Ya SABIR EYT, ya SABIR!
Şu köşeden, “EYT’nin mağduriyeti çözüldü, hükümet geri adım attı, karar Resmi Gazete’de yayımlandı” yazacağım günü “SABIR”sızlıkla bekliyorum…
İş yerleri özelleştirildiği için işsiz kalan ve yaşından dolayı iş bulamayan, yıllarca primini ödemiş, rahat edeceği bir dönemde işsiz kalıp yaşa takılmış vatandaşların yüzünün güleceği günü “SABIR”sızlıkla bekliyorum…
Çalışmış, didinmiş ve yorulmuş; gece gündüz mesai yapmış, vardiyasından dolayı ailesiyle ilgilenememiş vatandaşların; bundan sonrasında hayatının kalan kısmını ailesiyle birlikte huzur içinde geçireceği güne kavuşmasını “SABIR”sızlıkla bekliyorum…

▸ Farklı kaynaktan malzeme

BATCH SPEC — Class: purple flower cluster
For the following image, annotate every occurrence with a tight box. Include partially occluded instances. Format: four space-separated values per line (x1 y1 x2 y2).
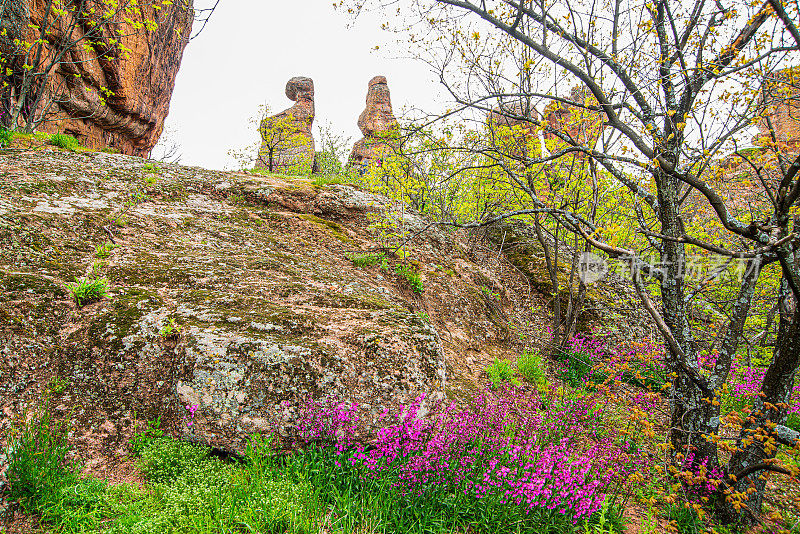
700 354 800 415
290 387 646 522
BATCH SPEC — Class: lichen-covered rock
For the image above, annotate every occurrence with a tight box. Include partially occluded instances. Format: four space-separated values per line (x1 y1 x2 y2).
349 76 397 166
255 76 314 174
0 150 534 455
0 0 194 156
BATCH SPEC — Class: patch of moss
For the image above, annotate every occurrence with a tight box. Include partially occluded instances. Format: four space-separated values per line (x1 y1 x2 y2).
298 213 353 243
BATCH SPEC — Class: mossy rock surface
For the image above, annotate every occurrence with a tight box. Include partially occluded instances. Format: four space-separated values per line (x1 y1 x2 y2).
0 149 544 454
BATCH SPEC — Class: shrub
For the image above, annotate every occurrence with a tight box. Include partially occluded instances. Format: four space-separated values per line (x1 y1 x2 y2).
517 350 548 393
394 264 425 294
130 415 164 456
67 278 109 307
486 358 520 389
47 133 81 150
0 126 14 148
6 403 77 512
159 317 181 339
554 336 608 388
137 437 211 483
94 241 119 258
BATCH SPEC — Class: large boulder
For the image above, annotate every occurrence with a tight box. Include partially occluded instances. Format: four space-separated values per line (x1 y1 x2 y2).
0 0 194 156
255 76 314 174
0 150 534 456
349 76 397 166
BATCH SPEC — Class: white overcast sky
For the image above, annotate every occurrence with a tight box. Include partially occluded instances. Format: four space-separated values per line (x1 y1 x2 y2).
154 0 443 169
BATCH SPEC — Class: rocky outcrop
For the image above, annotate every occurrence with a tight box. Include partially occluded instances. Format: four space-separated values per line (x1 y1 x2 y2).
0 0 194 156
255 77 314 174
0 150 536 458
349 76 397 166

Yıllarca kıt kanaat geçinmiş, emekli olduktan sonra “Haneme çift maaş girer, aileme daha iyi bir hayat sunarım” diyen vatandaşların o refaha kavuşacağı günü “SABIR”sızlıkla bekliyorum…

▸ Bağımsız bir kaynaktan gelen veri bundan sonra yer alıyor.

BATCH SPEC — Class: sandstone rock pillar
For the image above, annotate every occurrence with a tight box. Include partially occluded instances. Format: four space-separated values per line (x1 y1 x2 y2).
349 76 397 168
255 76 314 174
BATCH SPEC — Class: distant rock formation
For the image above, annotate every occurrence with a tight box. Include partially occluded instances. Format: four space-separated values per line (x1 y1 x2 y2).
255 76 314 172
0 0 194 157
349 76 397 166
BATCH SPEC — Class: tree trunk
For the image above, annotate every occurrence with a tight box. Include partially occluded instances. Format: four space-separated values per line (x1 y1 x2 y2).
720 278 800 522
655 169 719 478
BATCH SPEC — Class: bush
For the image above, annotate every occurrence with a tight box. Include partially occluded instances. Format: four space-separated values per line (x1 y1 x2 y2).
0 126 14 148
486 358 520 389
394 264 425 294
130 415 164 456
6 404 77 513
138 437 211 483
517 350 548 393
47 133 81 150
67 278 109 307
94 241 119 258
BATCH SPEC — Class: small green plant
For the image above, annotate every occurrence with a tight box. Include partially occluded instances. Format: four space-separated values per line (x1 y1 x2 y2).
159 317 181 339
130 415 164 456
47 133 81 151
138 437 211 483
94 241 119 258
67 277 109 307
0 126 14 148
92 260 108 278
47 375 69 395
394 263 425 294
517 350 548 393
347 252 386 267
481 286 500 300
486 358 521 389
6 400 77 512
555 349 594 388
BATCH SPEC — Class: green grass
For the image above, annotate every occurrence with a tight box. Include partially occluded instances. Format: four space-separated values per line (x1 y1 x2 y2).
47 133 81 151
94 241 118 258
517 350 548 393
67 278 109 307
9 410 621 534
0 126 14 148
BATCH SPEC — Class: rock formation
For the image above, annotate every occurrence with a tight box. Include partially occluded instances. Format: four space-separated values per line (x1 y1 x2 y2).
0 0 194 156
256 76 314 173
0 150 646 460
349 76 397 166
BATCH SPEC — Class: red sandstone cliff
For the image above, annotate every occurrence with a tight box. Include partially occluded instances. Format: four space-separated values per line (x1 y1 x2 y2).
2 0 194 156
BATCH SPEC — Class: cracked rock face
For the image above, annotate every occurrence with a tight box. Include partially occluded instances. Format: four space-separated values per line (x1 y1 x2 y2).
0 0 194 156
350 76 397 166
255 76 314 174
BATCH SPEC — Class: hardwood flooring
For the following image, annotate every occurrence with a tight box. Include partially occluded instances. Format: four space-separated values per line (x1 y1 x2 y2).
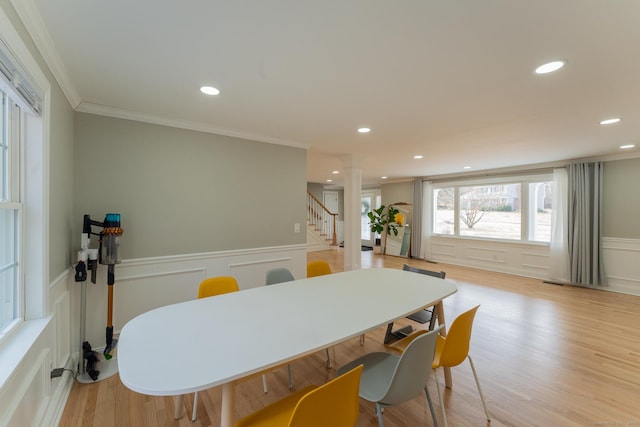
60 250 640 427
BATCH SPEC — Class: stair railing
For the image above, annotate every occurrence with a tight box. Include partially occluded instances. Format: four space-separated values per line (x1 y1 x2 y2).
307 191 338 246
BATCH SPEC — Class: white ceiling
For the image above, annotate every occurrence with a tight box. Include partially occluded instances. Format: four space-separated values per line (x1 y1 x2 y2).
23 0 640 185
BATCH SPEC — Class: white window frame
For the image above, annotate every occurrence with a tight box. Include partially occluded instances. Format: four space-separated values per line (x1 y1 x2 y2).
431 172 553 246
0 92 24 339
0 9 51 344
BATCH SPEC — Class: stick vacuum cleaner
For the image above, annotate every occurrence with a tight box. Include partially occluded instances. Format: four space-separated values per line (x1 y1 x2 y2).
81 213 123 360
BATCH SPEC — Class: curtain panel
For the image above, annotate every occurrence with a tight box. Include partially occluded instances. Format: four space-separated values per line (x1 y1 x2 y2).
567 162 607 287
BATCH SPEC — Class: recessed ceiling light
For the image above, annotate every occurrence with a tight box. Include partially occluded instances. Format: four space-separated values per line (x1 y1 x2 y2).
536 61 565 74
200 86 220 95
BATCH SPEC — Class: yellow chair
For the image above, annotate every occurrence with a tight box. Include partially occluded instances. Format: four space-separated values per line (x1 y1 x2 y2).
387 305 491 427
307 260 331 277
236 365 363 427
307 259 333 369
191 276 240 421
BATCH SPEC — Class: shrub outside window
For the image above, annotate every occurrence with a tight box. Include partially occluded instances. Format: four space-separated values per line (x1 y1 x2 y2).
433 175 553 243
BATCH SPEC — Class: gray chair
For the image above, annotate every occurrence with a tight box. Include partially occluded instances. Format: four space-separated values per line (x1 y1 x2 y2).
265 267 296 285
336 326 444 427
384 264 447 344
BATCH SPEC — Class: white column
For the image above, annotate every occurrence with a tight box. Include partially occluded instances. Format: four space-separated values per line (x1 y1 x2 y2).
343 155 362 271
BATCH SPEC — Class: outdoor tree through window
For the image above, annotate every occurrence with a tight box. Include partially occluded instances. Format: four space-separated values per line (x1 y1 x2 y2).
433 175 553 243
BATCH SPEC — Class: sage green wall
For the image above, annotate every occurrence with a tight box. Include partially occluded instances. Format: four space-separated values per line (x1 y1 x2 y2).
0 0 79 280
602 159 640 239
74 113 306 259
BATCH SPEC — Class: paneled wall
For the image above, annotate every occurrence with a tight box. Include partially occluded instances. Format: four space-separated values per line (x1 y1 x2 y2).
431 237 640 295
0 244 306 427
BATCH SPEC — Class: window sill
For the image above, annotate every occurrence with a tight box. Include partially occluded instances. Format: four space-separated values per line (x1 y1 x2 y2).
431 234 549 247
0 316 52 389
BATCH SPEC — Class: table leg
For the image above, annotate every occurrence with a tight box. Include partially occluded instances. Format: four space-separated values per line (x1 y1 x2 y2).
435 301 453 388
173 394 184 420
220 382 236 427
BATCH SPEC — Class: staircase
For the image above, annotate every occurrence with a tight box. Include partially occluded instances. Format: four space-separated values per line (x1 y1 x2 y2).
307 191 338 250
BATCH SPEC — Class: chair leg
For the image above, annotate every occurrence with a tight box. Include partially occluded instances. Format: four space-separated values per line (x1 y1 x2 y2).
433 369 449 427
424 386 438 427
376 402 384 427
467 354 491 422
191 391 198 423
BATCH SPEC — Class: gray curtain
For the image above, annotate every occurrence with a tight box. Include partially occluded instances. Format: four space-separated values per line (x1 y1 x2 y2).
567 162 607 286
411 179 422 258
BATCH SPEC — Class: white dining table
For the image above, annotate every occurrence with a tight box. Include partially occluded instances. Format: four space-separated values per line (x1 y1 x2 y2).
117 268 457 427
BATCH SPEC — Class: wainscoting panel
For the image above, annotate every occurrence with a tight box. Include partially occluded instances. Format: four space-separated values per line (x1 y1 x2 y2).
431 237 549 279
602 237 640 296
69 245 307 354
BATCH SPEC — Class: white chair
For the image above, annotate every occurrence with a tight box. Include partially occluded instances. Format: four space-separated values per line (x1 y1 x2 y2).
336 326 444 427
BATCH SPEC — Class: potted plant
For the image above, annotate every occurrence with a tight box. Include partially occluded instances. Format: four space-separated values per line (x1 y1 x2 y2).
367 205 399 254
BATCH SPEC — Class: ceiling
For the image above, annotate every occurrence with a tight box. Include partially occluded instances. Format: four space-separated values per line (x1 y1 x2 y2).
23 0 640 185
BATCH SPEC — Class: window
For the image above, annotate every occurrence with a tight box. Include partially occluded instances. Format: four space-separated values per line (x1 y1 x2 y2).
0 91 22 335
433 175 553 243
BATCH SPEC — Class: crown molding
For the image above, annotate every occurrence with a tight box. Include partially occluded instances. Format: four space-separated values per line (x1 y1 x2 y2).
76 102 309 150
10 0 82 109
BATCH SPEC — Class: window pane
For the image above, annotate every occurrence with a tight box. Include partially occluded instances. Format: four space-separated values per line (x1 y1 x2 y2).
529 181 553 242
0 92 9 201
433 188 455 234
0 209 18 331
458 184 522 240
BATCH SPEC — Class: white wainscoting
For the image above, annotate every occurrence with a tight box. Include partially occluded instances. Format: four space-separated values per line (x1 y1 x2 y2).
431 237 549 279
0 245 307 427
602 237 640 296
424 237 640 296
70 244 307 354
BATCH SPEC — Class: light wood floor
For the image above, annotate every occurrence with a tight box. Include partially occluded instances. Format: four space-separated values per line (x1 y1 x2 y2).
60 250 640 427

Adaletin yerini bulacağı, mezarda emekliliğin son bulacağı o günleri “SABIR”sızlıkla bekliyorum…
EYT’li değilim, EYT’yi dert ettim, Hükümetin de dert etmesini “SABIR”sızlıkla bekliyorum…

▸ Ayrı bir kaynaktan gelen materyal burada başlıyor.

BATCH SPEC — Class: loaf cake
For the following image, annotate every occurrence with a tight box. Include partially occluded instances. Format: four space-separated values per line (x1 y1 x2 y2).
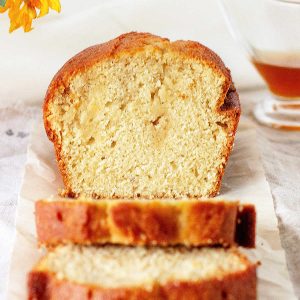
28 245 256 300
44 32 240 198
35 197 255 247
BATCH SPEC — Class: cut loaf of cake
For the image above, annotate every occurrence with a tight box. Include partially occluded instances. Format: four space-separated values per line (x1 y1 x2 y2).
35 197 255 247
44 32 240 198
28 246 256 300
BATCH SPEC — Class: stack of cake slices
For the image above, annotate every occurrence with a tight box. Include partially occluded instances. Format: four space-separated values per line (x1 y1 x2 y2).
28 32 257 300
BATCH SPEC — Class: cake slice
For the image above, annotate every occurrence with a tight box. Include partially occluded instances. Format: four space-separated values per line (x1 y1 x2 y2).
35 197 255 247
44 32 240 198
28 245 256 300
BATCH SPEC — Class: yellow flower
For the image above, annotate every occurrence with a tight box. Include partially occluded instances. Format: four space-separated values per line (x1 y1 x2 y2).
0 0 60 32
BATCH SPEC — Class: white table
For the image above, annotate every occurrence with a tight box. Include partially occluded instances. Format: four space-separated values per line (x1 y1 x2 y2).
0 0 300 299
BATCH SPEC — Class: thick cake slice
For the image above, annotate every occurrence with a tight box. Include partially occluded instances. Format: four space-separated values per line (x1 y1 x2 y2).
44 32 240 198
28 246 256 300
35 197 255 247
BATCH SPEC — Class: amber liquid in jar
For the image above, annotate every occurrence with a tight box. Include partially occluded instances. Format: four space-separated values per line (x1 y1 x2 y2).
252 52 300 100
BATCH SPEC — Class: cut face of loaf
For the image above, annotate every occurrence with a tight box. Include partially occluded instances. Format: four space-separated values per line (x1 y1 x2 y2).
28 246 256 300
44 33 240 198
35 197 255 247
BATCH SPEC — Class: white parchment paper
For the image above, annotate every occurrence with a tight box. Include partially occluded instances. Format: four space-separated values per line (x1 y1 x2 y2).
8 120 296 300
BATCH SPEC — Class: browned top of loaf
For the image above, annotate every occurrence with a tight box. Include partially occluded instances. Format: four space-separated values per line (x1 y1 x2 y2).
44 32 240 140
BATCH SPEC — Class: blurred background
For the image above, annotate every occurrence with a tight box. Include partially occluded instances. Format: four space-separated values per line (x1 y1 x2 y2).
0 0 263 107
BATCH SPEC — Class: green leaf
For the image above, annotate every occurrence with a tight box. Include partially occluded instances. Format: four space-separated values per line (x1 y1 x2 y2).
0 0 6 7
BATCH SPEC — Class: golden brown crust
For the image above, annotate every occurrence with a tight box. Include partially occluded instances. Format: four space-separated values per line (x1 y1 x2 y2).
35 200 255 247
28 262 256 300
43 32 240 198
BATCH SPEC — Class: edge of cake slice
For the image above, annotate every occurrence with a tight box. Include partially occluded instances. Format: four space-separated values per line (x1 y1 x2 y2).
44 32 241 198
28 245 257 300
35 196 256 247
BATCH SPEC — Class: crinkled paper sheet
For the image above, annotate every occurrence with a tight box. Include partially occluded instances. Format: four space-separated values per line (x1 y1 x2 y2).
8 116 296 300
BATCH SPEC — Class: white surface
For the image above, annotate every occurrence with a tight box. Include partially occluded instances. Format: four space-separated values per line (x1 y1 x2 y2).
8 118 295 300
0 0 262 106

Benim beklediğimin mislini, milyonlarca EYT mağduru ve aileleri de bekliyor…
***
Sabrettiler, vaatlerinize kandılar, EYT çözülecek sandılar, sustular, sessizce beklediler…
Sabrettiler, vaatleri yerine gelmediği halde sizlere oy verdiler…
Onlar sadece sabretti…
Çektikleri çilenin çözüleceğine inandı…
Ama artık sabırları taştı…
Hiç olmadığı kadar sesleri çıkıyor…
Milyonlarca EYT mağduru, hep bir ağızdan “Ya bizi görecekler ya da biz onları sandıkta görmeyeceğiz” diyor…
Bilinçlendiler…
Mesela 2016 yılında Binali Yıldırım’ın sarf ettiği, “Seçim kampanyalarında söylenenle, sorumluluk omuzlarınıza yüklenince, söylemleriniz hiçbir zaman aynı olmaz. Hiçbir ülkede de aynı olmaz. Bu siyasetin gereğidir, siyasetle hakikat, her zaman birbiriyle örtüşmez. Bu Türkiye için değil, dünya için böyledir” sözlerini ezbere biliyorlar…
İşte bu yüzden Binali Yıldırım’ın EYT’ye yönelik soruya “Sabır, az daha sabır” demesine itimat etmiyorlar, hele ki yukarıdak ifadelerinden sonra "Size Binali Yıldırım sözü" demesine hiç itimat etmiyorlar, hatta gülüyorlar; heyecan veren bir gelişme olarak görmüyorlar. “Sabır, ya sabır” diye tepki gösteriyorlar…
Gaz almasın boşa Yıldırım, hükümetin icraata geçmesini, bu sorunu bir an önce çözmesini sağlasın…
O sabır taşı çatlayalı yıllar oldu ve hükümet bu sorunu 31 Mart’a kadar çözmez ise başta İstanbul Büyükşehir Belediye Başkan adayı Binali Yıldırım olmak üzere pek çok aday, emeklilikte yaşa takılanların çatlayan sabır taşına takılacak…
Daha önce de dediğim gibi EYT’ye çözüm yoksa, STT (Sandıkta taşa takılacaklar) var…
--------
Millet ittifakında kaptan kim, Sayın Kaman?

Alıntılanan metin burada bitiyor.